TYPES OF IMPORTABLE FILES

  VISTA EXPORT FILES: Files which follow the recommended structure given above are called ViSta Export Files.

  ANONYMOUS EXPORT FILE: These files follow the recommended structure given above, but the first character string in the file is a one-part string. It is assumed that the string names the dataset, and does not identify the exporting program. 

  UNTYPED EXPORT FILE:  These files have only a NAMES line preceeding the DATA lines. No TYPES line appears. When a file has only one initial line with elements which are all character stings is assumed to be an untyped export file. For such a file it is assumed that the first column of values (i.e., the first value on each line) is a LABEL.  The data and variable TYPES are determined from the nature of the data (a variable is "numeric" if it only contains numbers, "category" otherwise). The dataset type is determined from the variable types.

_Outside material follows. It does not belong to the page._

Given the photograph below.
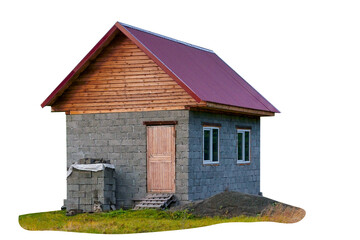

  PLAIN EXPORT FILE: These files only have DATA lines. There is no NAMES or TYPES line. If the initial record of the file contains values other than strings (i.e., contains at least one number of symbol) the file is assumed to be a "Plain" export file. That is, it is assumed that the initial name and type records are absent, and that the first record contains data elements for the first row of data. The first element of each line is assumed to be a LABEL. Default values are used for the variable names, and the variable types are determined from the data (a variable is "numeric" if it only contains numbers, "category" otherwise). The dataset type is determined from the variable types. The datafile name is used as the name for the dataset.